A falta de coragem para prender e fuzilar os colegas de conspiração, por causa dos muitos anos de convivência e camaradagem na tropa, e a confusão ideológica que transformou os jovens capitães em românticos armados legaram a Portugal a democracia que a população festeja hoje, passados 25 anos da Revolução dos Cravos.
Dois dos jovens capitães e dois professores universitários ouvidos pela Folha são unânimes na resposta à pergunta sobre a herança da madrugada do dia 25 de abril de 74: citam o regime de liberdade, que pôs fim a 48 anos de fascismo e a uma guerra colonial de 13 anos.
Para o historiador brasileiro Luiz Felipe de Alencastro, a persistência de um grupo de capitães e políticos, que contemporizou com os exageros revolucionários da época, mas não abriu mão da representatividade definida pela via eleitoral, livrou Portugal de se tornar uma republiqueta européia.
"Uma Albânia", que teria, depois, de derrubar "um muro de Berlim", resume Alencastro.
"Naquela manhã e naqueles dois anos (74 e 75) de debates e embates, nós não apenas fizemos o melhor como também fizemos o que era possível", disse à Folha o tenente-coronel Vítor Alves, 63, um dos três líderes da conspiração militar iniciada em setembro de 73.
Alves e Vasco Lourenço, 56, formavam com Otelo Saraiva de Carvalho, 62, o triunvirato que pensou, organizou e pôs em marcha o golpe militar. Os dois primeiros representavam o grupo (majoritário) comprometido com o ideário básico dos capitães, resumido à Folha por Alves: "Democratizar, descolonizar e desenvolver".
O mais destacado político nessa corrente foi Mário Soares, líder dos socialistas. Álvaro Cunhal, líder dos comunistas, combateu o esquerdismo, mas sempre aguardou a oportunidade de fugir à democracia burguesa.
Com a Revolução dos Cravos nas ruas, Otelo e outros capitães tentaram uma experiência inédita. Em vez da representatividade da democracia burguesa, sonharam com "assembléias populares e comissões de trabalhadores" como órgãos decisórios, disse ele ao semanário português "Expresso".
Entre os jovens capitães, que batizaram a ação de Movimento das Forças Armadas, havia ainda os que sonhavam com democracias populares -eufemismo para a implantação de regimes comunistas, nos moldes dos países do Leste Europeu, à época ainda a 15 anos da queda do Muro de Berlim e gozando de algum prestígio.

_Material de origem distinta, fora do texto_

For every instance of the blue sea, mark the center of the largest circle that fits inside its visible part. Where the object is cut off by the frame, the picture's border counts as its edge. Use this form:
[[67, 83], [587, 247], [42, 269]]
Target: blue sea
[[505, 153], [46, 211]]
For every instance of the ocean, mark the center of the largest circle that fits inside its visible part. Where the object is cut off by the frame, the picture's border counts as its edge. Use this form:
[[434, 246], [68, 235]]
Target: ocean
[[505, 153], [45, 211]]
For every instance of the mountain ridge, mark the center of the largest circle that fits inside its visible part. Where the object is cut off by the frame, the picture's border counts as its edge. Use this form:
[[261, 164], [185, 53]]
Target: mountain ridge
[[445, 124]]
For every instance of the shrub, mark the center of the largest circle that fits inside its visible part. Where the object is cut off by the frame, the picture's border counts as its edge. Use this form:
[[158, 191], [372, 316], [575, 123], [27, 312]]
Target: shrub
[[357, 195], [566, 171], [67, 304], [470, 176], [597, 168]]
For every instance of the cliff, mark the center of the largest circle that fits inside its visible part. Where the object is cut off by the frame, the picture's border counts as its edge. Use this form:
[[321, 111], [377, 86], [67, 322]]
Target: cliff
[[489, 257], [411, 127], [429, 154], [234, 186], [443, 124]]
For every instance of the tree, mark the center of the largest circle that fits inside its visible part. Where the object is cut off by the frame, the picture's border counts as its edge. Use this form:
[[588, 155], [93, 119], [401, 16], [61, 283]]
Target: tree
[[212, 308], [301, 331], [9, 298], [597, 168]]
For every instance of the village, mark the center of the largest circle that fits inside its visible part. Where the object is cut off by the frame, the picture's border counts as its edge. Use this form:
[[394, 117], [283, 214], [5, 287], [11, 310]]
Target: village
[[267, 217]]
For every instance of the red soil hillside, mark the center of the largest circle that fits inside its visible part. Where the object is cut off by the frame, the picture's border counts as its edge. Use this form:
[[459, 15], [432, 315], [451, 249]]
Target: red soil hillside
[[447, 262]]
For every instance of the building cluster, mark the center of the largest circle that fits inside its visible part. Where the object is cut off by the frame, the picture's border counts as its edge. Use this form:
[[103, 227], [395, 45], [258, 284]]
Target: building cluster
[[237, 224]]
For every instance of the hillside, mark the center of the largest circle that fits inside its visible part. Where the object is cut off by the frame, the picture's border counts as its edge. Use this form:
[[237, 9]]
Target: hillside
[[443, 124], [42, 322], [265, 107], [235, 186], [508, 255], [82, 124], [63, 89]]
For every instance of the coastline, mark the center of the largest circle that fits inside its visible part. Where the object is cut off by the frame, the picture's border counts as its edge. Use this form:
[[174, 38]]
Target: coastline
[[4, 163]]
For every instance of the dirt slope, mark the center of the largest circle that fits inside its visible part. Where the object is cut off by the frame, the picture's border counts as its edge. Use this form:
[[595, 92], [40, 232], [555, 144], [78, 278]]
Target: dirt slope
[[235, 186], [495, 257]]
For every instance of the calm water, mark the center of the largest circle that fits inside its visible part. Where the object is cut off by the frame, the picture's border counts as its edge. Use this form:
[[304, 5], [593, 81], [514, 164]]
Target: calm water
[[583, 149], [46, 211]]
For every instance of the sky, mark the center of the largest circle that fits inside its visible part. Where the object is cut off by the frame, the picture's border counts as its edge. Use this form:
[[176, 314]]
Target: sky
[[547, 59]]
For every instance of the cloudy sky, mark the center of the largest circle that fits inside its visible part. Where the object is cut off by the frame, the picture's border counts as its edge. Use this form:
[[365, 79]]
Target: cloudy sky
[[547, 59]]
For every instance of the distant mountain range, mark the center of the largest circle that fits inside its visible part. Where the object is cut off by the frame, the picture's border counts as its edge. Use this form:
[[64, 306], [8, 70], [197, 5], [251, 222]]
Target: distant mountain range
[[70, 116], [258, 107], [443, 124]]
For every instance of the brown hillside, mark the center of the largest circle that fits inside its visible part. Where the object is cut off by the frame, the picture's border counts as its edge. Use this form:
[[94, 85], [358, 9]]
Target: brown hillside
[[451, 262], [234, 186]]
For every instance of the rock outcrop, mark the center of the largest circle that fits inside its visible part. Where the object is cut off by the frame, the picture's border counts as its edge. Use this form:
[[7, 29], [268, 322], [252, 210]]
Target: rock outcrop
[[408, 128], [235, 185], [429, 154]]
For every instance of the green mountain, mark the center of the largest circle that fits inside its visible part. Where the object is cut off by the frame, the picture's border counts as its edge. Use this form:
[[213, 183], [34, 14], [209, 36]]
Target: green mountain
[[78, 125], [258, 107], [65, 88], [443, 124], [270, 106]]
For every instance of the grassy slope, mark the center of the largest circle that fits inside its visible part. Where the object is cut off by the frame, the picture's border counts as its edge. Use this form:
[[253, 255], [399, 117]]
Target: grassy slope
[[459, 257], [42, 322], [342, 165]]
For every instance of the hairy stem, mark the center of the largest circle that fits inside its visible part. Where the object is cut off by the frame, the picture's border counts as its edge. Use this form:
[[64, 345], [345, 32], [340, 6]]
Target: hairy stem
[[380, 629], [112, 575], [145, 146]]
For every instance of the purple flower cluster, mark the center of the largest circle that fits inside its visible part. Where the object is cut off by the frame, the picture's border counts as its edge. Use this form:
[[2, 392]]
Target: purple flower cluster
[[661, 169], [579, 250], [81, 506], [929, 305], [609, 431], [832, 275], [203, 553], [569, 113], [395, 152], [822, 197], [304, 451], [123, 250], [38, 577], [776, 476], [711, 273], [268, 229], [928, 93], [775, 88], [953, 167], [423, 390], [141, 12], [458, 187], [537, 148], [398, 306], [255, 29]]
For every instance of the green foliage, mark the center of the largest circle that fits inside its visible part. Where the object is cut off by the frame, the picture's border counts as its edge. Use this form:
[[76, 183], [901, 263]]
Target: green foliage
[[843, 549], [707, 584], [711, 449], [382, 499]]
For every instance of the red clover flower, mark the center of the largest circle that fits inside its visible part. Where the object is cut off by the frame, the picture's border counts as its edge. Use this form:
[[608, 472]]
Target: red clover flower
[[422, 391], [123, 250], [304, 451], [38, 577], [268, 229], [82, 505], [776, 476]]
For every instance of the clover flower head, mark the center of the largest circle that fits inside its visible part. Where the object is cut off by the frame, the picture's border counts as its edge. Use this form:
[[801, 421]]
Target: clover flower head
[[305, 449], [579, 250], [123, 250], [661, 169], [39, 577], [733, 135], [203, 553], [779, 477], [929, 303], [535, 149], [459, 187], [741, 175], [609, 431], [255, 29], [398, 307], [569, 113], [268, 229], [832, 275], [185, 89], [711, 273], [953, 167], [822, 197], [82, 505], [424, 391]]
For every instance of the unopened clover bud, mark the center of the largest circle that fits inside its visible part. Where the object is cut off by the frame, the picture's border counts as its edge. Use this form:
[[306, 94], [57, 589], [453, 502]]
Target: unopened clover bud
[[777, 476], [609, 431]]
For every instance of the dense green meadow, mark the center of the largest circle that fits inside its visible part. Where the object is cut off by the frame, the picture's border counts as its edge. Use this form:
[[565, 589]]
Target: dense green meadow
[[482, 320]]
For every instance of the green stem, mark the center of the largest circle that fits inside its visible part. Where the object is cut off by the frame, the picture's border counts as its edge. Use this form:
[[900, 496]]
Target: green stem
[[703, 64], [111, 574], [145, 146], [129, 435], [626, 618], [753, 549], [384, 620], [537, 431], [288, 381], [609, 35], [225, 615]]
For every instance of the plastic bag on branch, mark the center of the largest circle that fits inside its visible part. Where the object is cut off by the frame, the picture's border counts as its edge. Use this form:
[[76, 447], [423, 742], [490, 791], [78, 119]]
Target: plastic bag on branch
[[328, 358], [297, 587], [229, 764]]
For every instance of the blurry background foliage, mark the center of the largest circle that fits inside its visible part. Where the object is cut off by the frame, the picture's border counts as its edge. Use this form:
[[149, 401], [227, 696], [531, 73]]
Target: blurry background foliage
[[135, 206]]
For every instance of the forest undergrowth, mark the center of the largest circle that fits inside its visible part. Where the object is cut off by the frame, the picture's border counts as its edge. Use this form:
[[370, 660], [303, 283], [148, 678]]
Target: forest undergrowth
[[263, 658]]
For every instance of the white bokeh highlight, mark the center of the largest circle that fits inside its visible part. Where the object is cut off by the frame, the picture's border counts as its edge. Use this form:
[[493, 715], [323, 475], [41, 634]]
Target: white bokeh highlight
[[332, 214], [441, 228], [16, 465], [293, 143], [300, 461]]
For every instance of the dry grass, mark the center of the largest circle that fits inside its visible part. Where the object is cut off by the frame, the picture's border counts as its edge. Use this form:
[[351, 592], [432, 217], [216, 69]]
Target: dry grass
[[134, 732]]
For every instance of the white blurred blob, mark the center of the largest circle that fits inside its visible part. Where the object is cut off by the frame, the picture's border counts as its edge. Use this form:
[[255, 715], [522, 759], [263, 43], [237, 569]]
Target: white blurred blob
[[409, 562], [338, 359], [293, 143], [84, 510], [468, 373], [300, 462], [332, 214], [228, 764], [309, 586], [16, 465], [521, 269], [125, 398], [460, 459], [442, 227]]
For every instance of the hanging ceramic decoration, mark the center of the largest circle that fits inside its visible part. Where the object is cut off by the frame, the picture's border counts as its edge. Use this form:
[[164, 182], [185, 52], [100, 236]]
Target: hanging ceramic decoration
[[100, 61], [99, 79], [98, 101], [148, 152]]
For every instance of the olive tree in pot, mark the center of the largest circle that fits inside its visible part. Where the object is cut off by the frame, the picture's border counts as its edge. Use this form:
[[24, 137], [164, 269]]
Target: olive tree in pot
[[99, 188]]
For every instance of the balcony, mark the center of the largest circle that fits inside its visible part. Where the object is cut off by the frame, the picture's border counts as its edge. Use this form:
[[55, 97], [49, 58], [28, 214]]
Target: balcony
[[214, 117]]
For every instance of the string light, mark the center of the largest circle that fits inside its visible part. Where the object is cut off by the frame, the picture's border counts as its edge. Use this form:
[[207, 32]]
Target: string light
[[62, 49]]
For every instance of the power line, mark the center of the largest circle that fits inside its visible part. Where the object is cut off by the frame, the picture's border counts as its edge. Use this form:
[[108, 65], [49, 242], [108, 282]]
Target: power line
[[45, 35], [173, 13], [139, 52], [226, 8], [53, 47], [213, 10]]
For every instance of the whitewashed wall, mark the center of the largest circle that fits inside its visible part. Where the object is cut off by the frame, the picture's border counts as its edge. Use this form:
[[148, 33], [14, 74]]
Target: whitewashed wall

O romantismo que permeava a miscelânea ideológica não forneceu o combustível necessário à implantação de um regime pela força, o que levaria à guerra civil. Esse era o limite, como diz Otelo.
Vasco Lourenço lista no legado da Revolução dos Cravos o fim do "isolamento" português. Ele não mudaria nada se voltasse no tempo. "Lutamos por valores, logo tudo seria feito com os mesmos princípios e nada seria diferente."
Lourenço, Alves e Otelo ficaram do mesmo lado quando a direita, derrotada em pelo menos duas oportunidades (setembro de 74 e março de 75), tentou à força abafar a revolução. Como disse o general Costa Gomes, presidente na transição, talvez "o povo não tenha votado no que queriam os puristas, mas o povo declarou vigorosamente o que não queria".
Para o historiador americano Samuel Huntington, a Revolução dos Cravos deflagrou a terceira onda de democratizações -as duas outras foram no século 19 e após a Segunda Guerra. De 74 a 90, três dezenas de países se democratizaram. Na sequência de Portugal, caiu o regime franquista espanhol e a ditadura dos coronéis gregos.